Die Vertreterversammlung der KZBV beschloss außerdem für den vertragszahnärztlichen Bereich eine Compliance-Leitlinie, die Zahnärzten Hilfestellungen hinsichtlich allgemeiner Handlungsprinzipien bei der Praxisführung, beim Umgang mit Leistungsabrechnungen und bei der Erbringung zahntechnischer Leistungen geben soll. Diese Leitlinie soll nun auf Grundlage der Vorschläge einer einzurichtenden Compliance-Kommission der KZBV aktualisiert und weiterentwickelt werden. Anschließend werde die Leitlinie über die KZVen den Mitgliedern zur Verfügung gestellt.
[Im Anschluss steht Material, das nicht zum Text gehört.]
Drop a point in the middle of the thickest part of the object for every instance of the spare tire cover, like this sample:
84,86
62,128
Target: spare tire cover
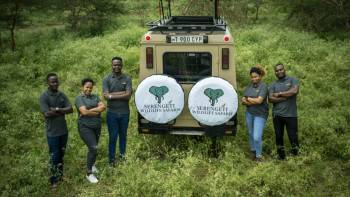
159,98
212,101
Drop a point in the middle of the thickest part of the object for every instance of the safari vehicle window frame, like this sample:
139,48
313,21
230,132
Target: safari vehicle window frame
192,77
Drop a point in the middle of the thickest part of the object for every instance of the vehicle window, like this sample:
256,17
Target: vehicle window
187,66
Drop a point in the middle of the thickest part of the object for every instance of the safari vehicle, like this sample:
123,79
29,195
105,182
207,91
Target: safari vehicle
188,49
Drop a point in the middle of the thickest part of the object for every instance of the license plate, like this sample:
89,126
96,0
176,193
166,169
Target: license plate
186,39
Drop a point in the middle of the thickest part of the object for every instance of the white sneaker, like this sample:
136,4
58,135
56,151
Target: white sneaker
91,178
94,169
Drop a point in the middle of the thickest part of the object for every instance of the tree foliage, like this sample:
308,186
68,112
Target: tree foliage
319,15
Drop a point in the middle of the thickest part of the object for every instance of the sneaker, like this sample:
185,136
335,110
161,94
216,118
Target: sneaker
112,164
53,186
94,169
91,178
252,154
259,159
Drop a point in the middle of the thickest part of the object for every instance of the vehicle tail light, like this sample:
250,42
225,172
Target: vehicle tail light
225,58
226,38
149,57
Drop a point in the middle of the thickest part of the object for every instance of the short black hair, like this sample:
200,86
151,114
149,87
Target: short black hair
258,70
117,58
85,80
50,75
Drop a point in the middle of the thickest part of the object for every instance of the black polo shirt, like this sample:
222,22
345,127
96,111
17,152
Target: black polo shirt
55,126
261,89
89,101
287,108
114,83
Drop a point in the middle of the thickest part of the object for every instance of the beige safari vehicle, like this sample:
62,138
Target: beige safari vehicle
188,48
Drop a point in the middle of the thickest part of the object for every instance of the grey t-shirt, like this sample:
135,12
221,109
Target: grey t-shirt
55,126
113,83
287,108
90,101
261,110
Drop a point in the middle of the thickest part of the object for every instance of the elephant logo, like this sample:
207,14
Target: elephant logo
213,95
159,92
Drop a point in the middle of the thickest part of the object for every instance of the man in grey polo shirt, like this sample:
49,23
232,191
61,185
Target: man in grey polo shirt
55,105
117,90
283,95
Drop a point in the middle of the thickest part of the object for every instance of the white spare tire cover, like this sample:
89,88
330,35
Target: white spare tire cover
213,101
159,98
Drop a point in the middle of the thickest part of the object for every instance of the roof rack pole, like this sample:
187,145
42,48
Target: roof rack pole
161,3
216,8
160,12
169,8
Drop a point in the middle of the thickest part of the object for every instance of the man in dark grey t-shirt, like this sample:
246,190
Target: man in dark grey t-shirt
283,95
117,90
55,105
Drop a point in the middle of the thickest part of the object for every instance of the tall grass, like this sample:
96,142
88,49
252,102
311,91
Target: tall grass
178,165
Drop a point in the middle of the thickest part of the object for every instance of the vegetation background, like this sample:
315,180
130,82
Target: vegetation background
77,38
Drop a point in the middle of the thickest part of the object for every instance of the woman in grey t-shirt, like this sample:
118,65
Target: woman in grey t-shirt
255,98
89,108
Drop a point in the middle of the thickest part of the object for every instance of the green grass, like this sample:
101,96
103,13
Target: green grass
178,165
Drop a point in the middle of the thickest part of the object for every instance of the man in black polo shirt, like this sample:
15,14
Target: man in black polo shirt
54,105
283,95
117,90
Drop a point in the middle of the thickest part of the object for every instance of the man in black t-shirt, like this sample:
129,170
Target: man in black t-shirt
55,105
283,95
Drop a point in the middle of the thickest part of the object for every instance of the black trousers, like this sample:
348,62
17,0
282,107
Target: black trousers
291,124
91,137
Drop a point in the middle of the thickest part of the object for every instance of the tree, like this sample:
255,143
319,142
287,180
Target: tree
11,17
319,15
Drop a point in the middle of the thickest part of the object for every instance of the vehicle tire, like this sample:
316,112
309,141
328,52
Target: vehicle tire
212,101
159,98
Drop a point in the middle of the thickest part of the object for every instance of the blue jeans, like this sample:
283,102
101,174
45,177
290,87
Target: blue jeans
57,147
117,125
255,125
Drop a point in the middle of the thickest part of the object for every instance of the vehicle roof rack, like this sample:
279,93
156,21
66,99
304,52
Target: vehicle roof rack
188,23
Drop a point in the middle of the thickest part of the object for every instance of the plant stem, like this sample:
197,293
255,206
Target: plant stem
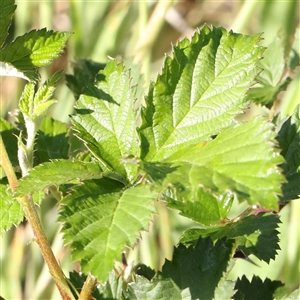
7,167
87,288
39,234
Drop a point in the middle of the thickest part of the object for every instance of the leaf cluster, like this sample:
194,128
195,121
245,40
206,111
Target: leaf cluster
185,147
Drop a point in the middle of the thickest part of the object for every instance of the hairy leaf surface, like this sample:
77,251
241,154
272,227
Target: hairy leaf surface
200,91
11,212
270,81
57,172
7,9
105,120
256,288
52,140
160,288
36,48
255,235
241,159
101,219
289,141
193,273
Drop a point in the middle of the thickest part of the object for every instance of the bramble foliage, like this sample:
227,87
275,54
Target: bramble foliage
184,147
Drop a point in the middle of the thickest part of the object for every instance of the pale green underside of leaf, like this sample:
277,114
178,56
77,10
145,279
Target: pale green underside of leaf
11,213
7,9
205,209
159,289
241,159
36,48
101,219
255,235
256,288
106,120
200,91
57,172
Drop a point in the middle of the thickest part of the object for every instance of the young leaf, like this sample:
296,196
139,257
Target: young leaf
36,48
241,158
101,218
105,120
270,82
200,91
11,213
206,209
256,289
57,172
7,9
194,272
52,140
35,105
254,235
289,141
7,69
9,135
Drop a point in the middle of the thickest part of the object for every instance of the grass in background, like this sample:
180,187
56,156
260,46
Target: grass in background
143,31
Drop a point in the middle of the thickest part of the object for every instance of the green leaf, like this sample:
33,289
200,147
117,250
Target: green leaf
160,289
101,219
289,141
199,268
57,172
77,280
52,140
206,209
241,159
9,135
85,72
255,235
35,105
11,213
7,69
256,289
36,48
224,290
7,9
105,120
200,91
270,82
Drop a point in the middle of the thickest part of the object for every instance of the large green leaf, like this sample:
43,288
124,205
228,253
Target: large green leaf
57,172
36,48
106,121
270,81
193,273
256,288
100,219
255,235
200,91
289,141
11,212
7,9
241,159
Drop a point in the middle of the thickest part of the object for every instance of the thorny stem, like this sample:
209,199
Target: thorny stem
39,234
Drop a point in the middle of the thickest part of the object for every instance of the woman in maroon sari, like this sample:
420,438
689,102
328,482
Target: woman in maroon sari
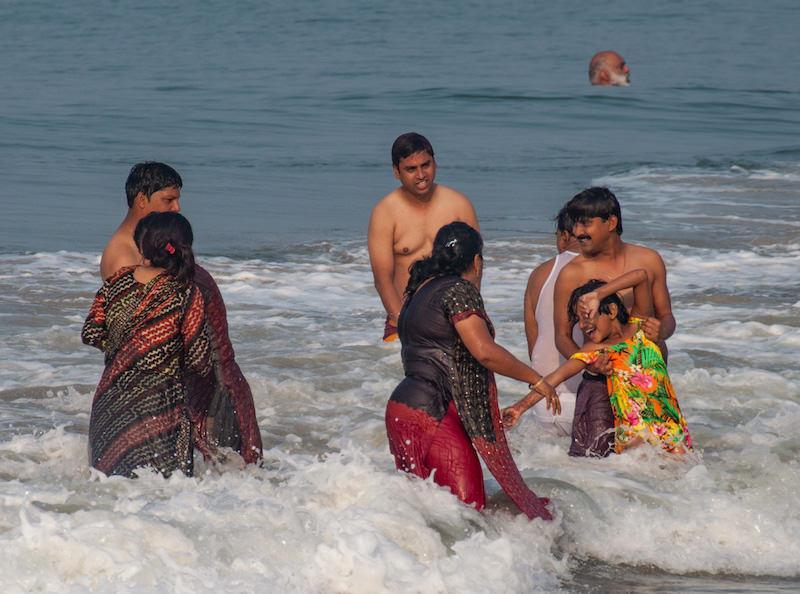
446,407
150,322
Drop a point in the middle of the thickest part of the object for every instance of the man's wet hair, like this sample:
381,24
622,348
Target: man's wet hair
563,221
572,308
409,144
595,202
150,177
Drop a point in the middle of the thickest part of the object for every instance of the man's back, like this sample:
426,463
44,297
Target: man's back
120,252
545,357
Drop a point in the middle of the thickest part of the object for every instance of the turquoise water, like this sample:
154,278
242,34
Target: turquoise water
280,117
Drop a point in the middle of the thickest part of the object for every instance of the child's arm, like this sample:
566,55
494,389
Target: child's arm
642,297
512,413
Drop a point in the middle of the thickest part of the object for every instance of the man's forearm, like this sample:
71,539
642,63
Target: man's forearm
668,325
392,302
566,346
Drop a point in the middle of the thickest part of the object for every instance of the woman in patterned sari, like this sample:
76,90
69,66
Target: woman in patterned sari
642,398
446,407
149,321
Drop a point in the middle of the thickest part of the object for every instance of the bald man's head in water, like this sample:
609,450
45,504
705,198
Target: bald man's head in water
609,68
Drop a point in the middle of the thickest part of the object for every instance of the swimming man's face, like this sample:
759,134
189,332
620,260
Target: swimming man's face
416,173
593,233
165,200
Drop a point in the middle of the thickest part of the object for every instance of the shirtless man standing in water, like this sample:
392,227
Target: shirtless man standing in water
404,222
597,225
221,407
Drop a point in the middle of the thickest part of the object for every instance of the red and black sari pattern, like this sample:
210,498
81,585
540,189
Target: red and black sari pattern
149,334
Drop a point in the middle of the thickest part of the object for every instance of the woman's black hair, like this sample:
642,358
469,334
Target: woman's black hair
165,238
592,285
454,249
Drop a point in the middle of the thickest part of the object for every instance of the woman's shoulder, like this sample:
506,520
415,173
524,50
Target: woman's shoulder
125,271
460,295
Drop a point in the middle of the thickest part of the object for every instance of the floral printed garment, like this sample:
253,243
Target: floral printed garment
642,397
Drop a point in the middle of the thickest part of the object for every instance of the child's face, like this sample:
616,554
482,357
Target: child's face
598,328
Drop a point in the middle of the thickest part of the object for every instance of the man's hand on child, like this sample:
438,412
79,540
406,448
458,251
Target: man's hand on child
601,366
553,403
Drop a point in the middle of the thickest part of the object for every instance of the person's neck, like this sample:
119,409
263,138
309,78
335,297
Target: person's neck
130,221
473,277
573,246
424,199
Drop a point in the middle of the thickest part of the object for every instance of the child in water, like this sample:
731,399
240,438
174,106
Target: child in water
642,398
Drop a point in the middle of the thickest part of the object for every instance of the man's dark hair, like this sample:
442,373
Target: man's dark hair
595,202
150,177
563,221
409,144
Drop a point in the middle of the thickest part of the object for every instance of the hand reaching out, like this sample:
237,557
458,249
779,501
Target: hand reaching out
652,329
510,416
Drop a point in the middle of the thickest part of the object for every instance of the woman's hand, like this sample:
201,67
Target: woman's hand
588,305
510,416
553,403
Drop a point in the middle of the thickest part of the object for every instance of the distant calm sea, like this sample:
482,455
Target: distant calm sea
280,117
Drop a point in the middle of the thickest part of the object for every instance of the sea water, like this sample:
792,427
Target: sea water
280,118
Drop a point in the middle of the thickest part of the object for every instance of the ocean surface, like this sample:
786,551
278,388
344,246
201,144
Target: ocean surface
280,117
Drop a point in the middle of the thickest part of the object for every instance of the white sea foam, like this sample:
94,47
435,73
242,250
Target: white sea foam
328,512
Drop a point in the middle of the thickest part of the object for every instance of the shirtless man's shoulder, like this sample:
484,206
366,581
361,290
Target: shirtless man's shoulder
118,253
639,256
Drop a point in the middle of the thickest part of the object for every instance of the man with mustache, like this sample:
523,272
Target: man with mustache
597,225
609,68
405,221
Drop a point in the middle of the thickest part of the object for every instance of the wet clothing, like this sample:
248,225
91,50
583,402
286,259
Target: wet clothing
149,334
545,357
442,377
389,331
642,398
421,444
593,422
221,403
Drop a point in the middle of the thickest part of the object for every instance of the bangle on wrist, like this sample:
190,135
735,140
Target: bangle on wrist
537,384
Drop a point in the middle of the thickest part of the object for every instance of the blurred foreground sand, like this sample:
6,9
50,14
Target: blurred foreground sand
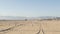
30,27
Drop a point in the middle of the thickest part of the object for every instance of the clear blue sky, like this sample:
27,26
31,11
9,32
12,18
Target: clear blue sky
31,8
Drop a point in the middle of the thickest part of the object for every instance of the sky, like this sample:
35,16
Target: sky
30,8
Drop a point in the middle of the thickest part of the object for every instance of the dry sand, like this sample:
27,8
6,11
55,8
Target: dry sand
30,27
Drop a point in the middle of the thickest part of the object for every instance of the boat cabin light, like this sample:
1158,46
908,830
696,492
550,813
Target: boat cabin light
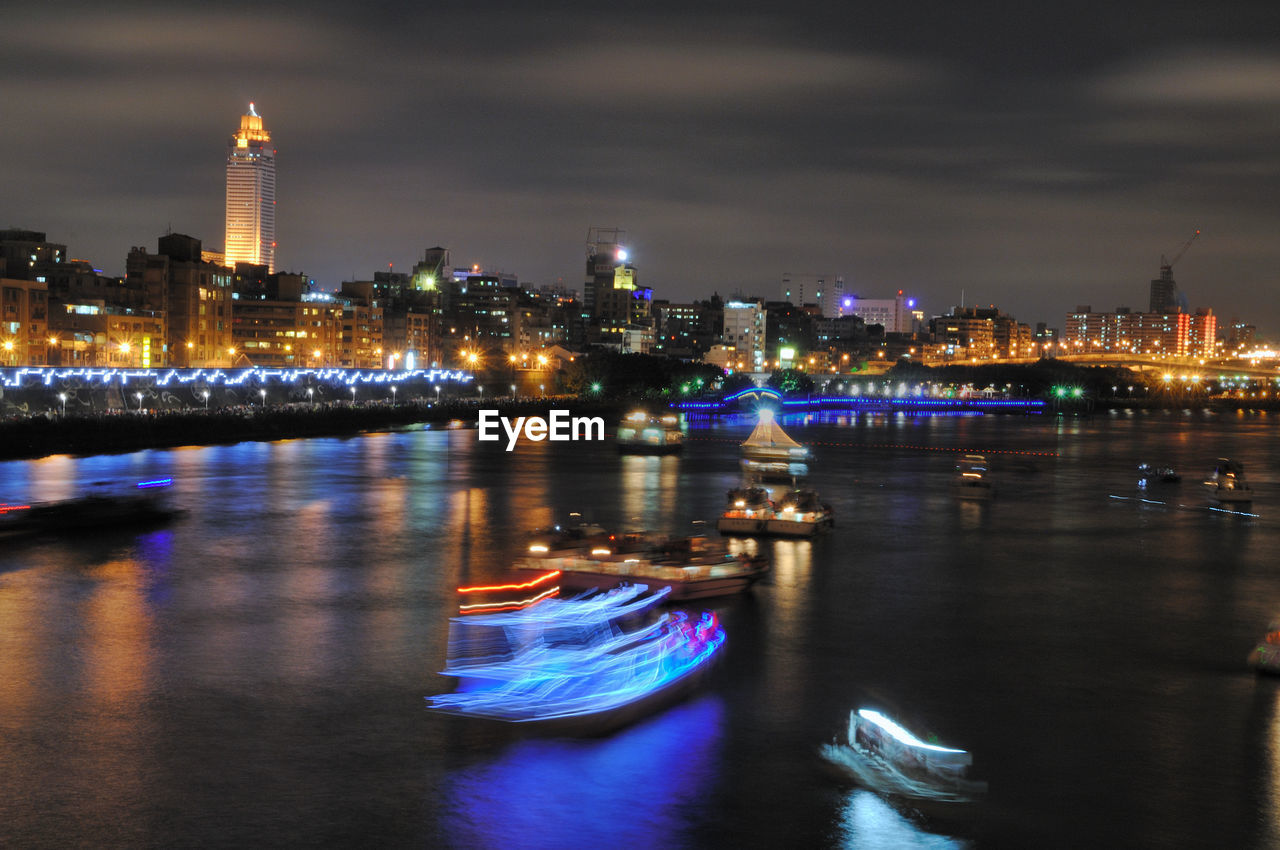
900,734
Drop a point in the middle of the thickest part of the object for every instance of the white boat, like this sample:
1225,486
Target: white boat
887,758
748,510
799,513
644,434
1226,485
769,451
1150,473
972,479
1265,657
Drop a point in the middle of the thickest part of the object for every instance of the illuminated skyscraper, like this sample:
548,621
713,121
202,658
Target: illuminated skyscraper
251,195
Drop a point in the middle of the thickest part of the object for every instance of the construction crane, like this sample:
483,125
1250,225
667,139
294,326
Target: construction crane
1169,265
Mit der Leitlinie soll eine Orientierung für die Zulässigkeit praktizierter Verfahrensweisen geschaffen werden, um Folgeprobleme mit dem genannten, unbestimmten Rechtsbegriff zu verhindern.

In diesem Zusammenhang sollen die KZVen prüfen, ob und inwieweit sie im Rahmen ihrer Servicefunktion in der Lage sind, ihren Mitgliedern die Möglichkeit anzubieten, die rechtliche Zulässigkeit beabsichtigter oder praktizierter Verfahrensweisen im Hinblick auf die in der Compliance-Leitlinie beschriebenen Pflichten bewerten zu lassen, soweit derartige Angebote nicht bereits bestehen. Darüber hinaus ist in der Vertreterversammlung ein Com-pliance-Beauftragter der KZBV eingesetzt worden, der als Leiter der Compliance-Kommission deren Arbeit koordiniert und mit den KZVen in fachlichem Austausch stehen wird. Zudem soll der Compliance-Beauftragte assoziiertes Mitglied des für das Berufsrecht zuständigen Gremiums der BZÄK werden, so dass auch die Verbindung zwischen Berufs- und Sozialrecht in vollem Umfang gewährleistet ist.